While it seems complex, Rossi said the system is quite simple. Messana designs systems for residential and commercial buildings of all shapes and sizes. The company designed a system for a home in Palo Alto, California that extended across 13,477 square feet as well as a 27,000-square-foot house in Massachusetts. The New Hampshire project covered 5,000 square feet, including 1,500 square feet in the adjacent barn.
“It’s a fairly simple system for the most part,’’ Rossi says. “It’s a single tank with radiant floor heat on the first floor. They used 1-inch thick hardwood floors, which is extremely thick. The Btu output in cooling is not super high. The fan cooling is designed to supplement those areas, to ramp up and down as needed. The upstairs has no radiant heat. The barn has its own radiant floor for heating and cooling but no supplemental coil.”
The perfect temperature
Temperatures in Jackson, located in New Hampshire’s White Mountains, vary widely over the course of a year. During winter, temperatures can dip into single digits while summers can reach the upper 70s. The average temperature in the town of about 1,000 residents is a chilly 41°.

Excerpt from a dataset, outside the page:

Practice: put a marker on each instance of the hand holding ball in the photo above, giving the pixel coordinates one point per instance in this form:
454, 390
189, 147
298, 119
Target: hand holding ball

With the extreme temperature changes, Messana’s room comfort sensors play an important role in maintaining the proper setting for the homeowner.
More and more homeowners are embracing the technology that allows for complete temperature control and other comfort settings. Messana’s mSense measures the operative temperature by combining the influence of air and radiant temperature in a way similar to a person’s skin.
Sensors also pick up relative humidity and air quality. A gas sensor measures CO2 and other substances that directly affect a person’s health.
“People typically respond to thermal discomfort by continually readjusting their thermostat,’’ Rossi says. “An air-based thermostat never represents the real human thermal exchange. mSense comfort sensor is an essential element of a climate control system especially in presence of radiant ceiling panels but also in conventional radiant floor and air systems.”
Since New Hampshire winters can call for a significant heating load, Messana also included an HTP Phoenix high-efficiency water heater in the project. The PH130-55 has a Btu/h input range of 35,000-130,000 and a 96% thermal efficiency rating.
“The Phoenix is a backup for the heating side of the house,’’ Rossi says. “When the required buffer tank temperature is not being met, Messana’s controls activate the HTP water heater to assist the air-to-water heat pump in reaching the required buffer tank temperature.”
The Phoenix features a modulating burner that operates at a 5:1 turndown ratio, which provides high system efficiency even during low load conditions. A laser welded tank constructed with 316L stainless steel resists corrosion and a hybrid cupronickel/stainless steel heat exchanger offers superior heat transfer capabilities and expands and contracts rapidly, eliminating scale build-up and promoting self-cleaning.
“It’s going to provide plenty of heat, and we were able to add another stage of heating by adding in a pump block without having to buy a whole other boiler,’’ Rossi explains.
Shift to hydronics
Amid the worldwide battle to fight climate change, hydronics can play an important role in reducing a homeowner’s carbon footprint while also saving money. Some sections of the country are adapting more readily, but the shift toward hydronic systems is going to hasten over time.
“You’re going to see more and more demand for hydronics,’’ Rossi says. “They have a much longer life span and the flexibility to use gas and electric, or to even use them together. That’s the long-term plan for cooling and heating in the U.S. Right now, hydronics is such a small market. But it’s very normal in Europe, where a lot of homes already have the infrastructure in place. I think we’re definitely going to see that shift over to the U.S.”